The Muslim Good Samaritan

A motorcycle accident in a West African country brings a lesson about stereotypes

street in Ouagadougou

I knew it was a bad idea to get back on Bawa’s motorbike in the middle of a torrential rainstorm that night. Some of the potholes in Ouagadougou, the capital of Burkina Faso, the West African nation in which I was conducting ethnographic interviews, had turned into veritable ponds.

But Bawa, my host, had been kind enough to ferry me between migrant neighborhoods for my research, and now it was time to head back to my lodgings. On top of that, Bawa was the eldest son of the chief I had first met 17 years before, who had since died. I was in Bawa’s care now, and it would have been gauche to question his judgment.

So even as warnings like “This is not a good idea,” “I am taking a chance,” and “C’est dangereux” formed in my mind, we set off on the drenching ride across this city of two-wheel transport and no helmets. I reminded myself of the statistical unlikelihood that a road accident would occur while I was actually contemplating it—a talisman I hoped would ward off the frightful event.

Rather than watching the pavement as we bumped along it, I shielded my face from the unremitting rain in the hood of my jacket. That is, until the bike began swerving violently from side to side. “It is happening,” I then had to admit to myself. “It really is happening.”

Bawa and I flew off his motorbike onto the hard pavement, and I did a kind of bounce and flip before scrambling to my feet to avoid being hit by oncoming traffic. My watch and glasses were smashed to smithereens. When I saw the grimace on Bawa’s face and blood spilling from mine, I knew I had been pretty badly smashed, too. “I want to bring you to the local clinic,” Bawa declared, in the Hausa language we had in common. But how? His bike was mangled.

Frère!” he yelled into the pitch-black night, waving to those of his Muslim brethren who were foolhardy enough to be plying the highway. “Frère! Frère!” And a brother responded. A man in a flowing robe and kufi—the pillbox cap favored by the Muslim community—did a turnaround to see what the fuss was about. He too grimaced when he saw my face.

The two spoke in what I took to be Mossi, the most common language in Burkina Faso, of which I know not a word. I was reluctant to be “rescued” on yet another motorbike, by a stranger with whom I could barely speak. Nor did I wish to be separated from my host, or to be treated in the kind of facility the Peace Corps, which had first brought me to West Africa 37 years before, had warned us to avoid.

But what choice did I have? My host’s scooter was broken, and I was bleeding. We sped off, then stopped to ask a woman on another scooter for directions. She looked at me, grimaced and instructed my new driver.

When the “doctor” (really, a paramedic) at the clinic saw me, he grimaced in the manner to which I was becoming accustomed. “We’ll have to sew him up,” he said to the pharmacist on call, “to avoid infection.” I thought that avoidance of infection might have warranted some cover on the examining table, but I was not sent here to give advice. I would happily have paid for it, just as I had to pay for the medic’s disposable rubber gloves, the bandage and antiseptic. And in this land of scarcity, they had me purchase in advance the same items for my follow-up appointment, just in case they ran out.

My Good Muslim Samaritan left me after Bawa arrived, apologizing in rudimentary French that he had to “continue.” But he phoned me at 1 a.m. to ask how I was doing, and again the following day.

Two weeks later, when I limped into my classroom in Boston at the start of the fall term—a plastic boot on my foot to protect a fractured fibula, and my left eye crowned by five cordlike sutures reminiscent of Frankenstein’s—my accident turned into a lesson.

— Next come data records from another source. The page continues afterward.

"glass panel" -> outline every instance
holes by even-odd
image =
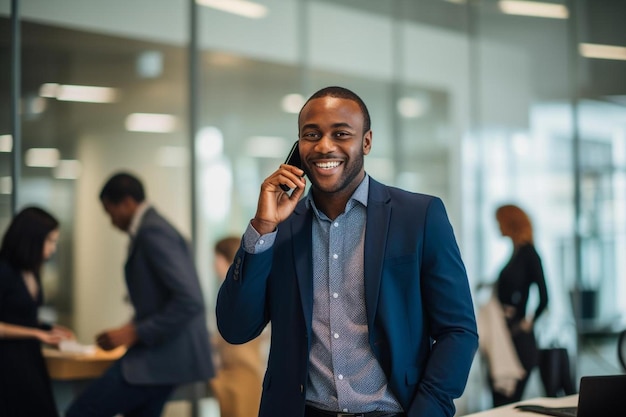
[[[466,144],[466,163],[475,171],[464,181],[478,181],[477,193],[468,195],[479,207],[472,235],[483,249],[476,272],[486,281],[497,278],[511,248],[498,236],[495,209],[521,206],[533,221],[551,296],[544,322],[562,325],[571,318],[568,289],[575,279],[567,21],[507,15],[495,3],[476,9],[474,19],[478,128]]]
[[[8,12],[8,11],[7,11]],[[0,231],[4,234],[11,219],[11,22],[0,17]]]
[[[611,327],[619,323],[626,306],[620,296],[626,290],[620,279],[626,271],[626,107],[619,102],[585,100],[579,108],[581,284],[593,297],[582,305],[582,313],[595,327],[597,322]]]
[[[55,3],[48,14],[43,6],[24,10],[18,206],[39,205],[59,218],[59,250],[43,272],[44,312],[74,328],[83,343],[93,343],[96,332],[130,314],[123,279],[127,237],[113,230],[98,200],[107,177],[119,169],[137,173],[148,199],[190,235],[187,66],[184,46],[128,34],[146,29],[143,24],[126,21],[125,35],[120,19],[111,23],[115,28],[103,27],[108,13],[143,22],[140,5],[108,3],[98,11],[71,3]],[[172,32],[184,13],[180,8],[169,15]],[[98,21],[99,33],[77,28],[91,20]],[[8,23],[0,19],[2,33]],[[6,93],[0,100],[6,102]],[[167,116],[161,124],[133,127],[133,113]],[[1,123],[0,133],[8,133]],[[1,176],[6,169],[3,162]],[[4,205],[6,197],[0,198]]]
[[[504,13],[502,2],[470,5],[473,129],[464,146],[463,215],[473,244],[465,245],[470,275],[493,283],[512,255],[495,211],[516,204],[530,216],[541,257],[549,308],[536,323],[540,347],[575,349],[576,327],[569,291],[575,275],[573,245],[573,115],[568,67],[568,21]],[[476,292],[480,305],[491,294]],[[527,314],[536,307],[531,288]],[[477,384],[486,387],[484,376]],[[525,397],[542,396],[529,384]],[[490,398],[472,397],[474,406]]]
[[[244,230],[262,180],[296,139],[302,100],[328,85],[353,89],[369,107],[374,143],[367,171],[388,184],[441,196],[460,222],[462,129],[455,123],[468,117],[462,106],[467,42],[458,27],[433,26],[453,26],[450,19],[458,20],[464,9],[439,0],[257,4],[267,11],[258,19],[200,8],[199,253],[211,253],[220,235]],[[420,21],[420,11],[430,13],[433,26]],[[221,35],[225,30],[228,37]],[[295,104],[285,110],[289,99]]]

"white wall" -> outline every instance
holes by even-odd
[[[119,169],[138,173],[147,200],[190,236],[188,168],[158,166],[158,148],[168,140],[154,136],[78,139],[77,157],[87,169],[76,184],[74,326],[84,343],[92,343],[95,333],[125,323],[132,314],[124,301],[128,236],[113,227],[98,199],[106,179]]]

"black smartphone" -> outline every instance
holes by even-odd
[[[287,156],[287,159],[285,159],[285,164],[302,169],[302,160],[300,159],[300,148],[298,147],[298,143],[299,141],[296,141],[291,147],[289,155]],[[280,188],[282,188],[283,191],[290,190],[290,188],[285,184],[280,184]]]

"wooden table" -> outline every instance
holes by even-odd
[[[96,347],[93,354],[69,353],[44,348],[43,356],[52,380],[72,381],[99,377],[113,362],[121,358],[124,352],[126,348],[123,346],[110,351]]]
[[[58,349],[43,348],[48,373],[52,380],[52,390],[63,415],[74,398],[91,382],[118,360],[126,348],[121,346],[111,351],[95,348],[94,353],[61,352]],[[192,417],[199,416],[199,401],[211,397],[207,382],[185,384],[177,387],[170,400],[185,400],[191,403]]]

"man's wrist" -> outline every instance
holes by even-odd
[[[268,233],[272,233],[276,230],[276,223],[268,222],[266,220],[257,219],[256,217],[252,219],[250,222],[254,230],[256,230],[260,235],[265,235]]]

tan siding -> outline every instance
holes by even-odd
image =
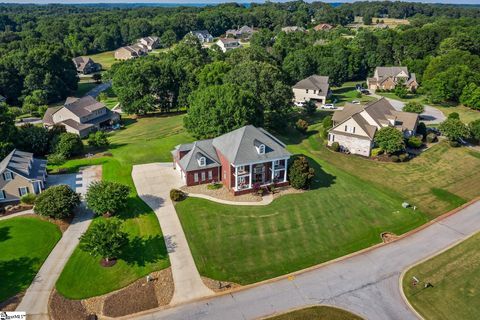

Last summer, when these events occurred, two American journalists had just been beheaded in the name of Islam. The Muslim Brotherhood was being vilified as a terrorist organization in Egypt. And American culture was infected, as it still is, with Islamophobia. Even though I wondered how much an instructor should tell students about his health travails, I knew I had to share my experiences with Islam.

Having lived for years in Muslim West Africa—first as a Peace Corps volunteer, then as a Fulbright scholar, with intermediate stints thanks to the State Department and various research sponsors—I had come to rely on the communitarian spirit fostered by Islam. I tried to impress upon students the most important thing I had learned: that the real “Muslim brotherhood” is one that extends its assistance to all in need, including the white stranger from America.

William F.S. Miles, F82, is a professor of political science and former Stotsky Professor of Jewish Historical and Cultural Studies at Northeastern University. His most recent book is Scars of Partition: Postcolonial Legacies in French and British Borderlands.

This article first appeared in the Summer 2015 issue of Tufts Magazine.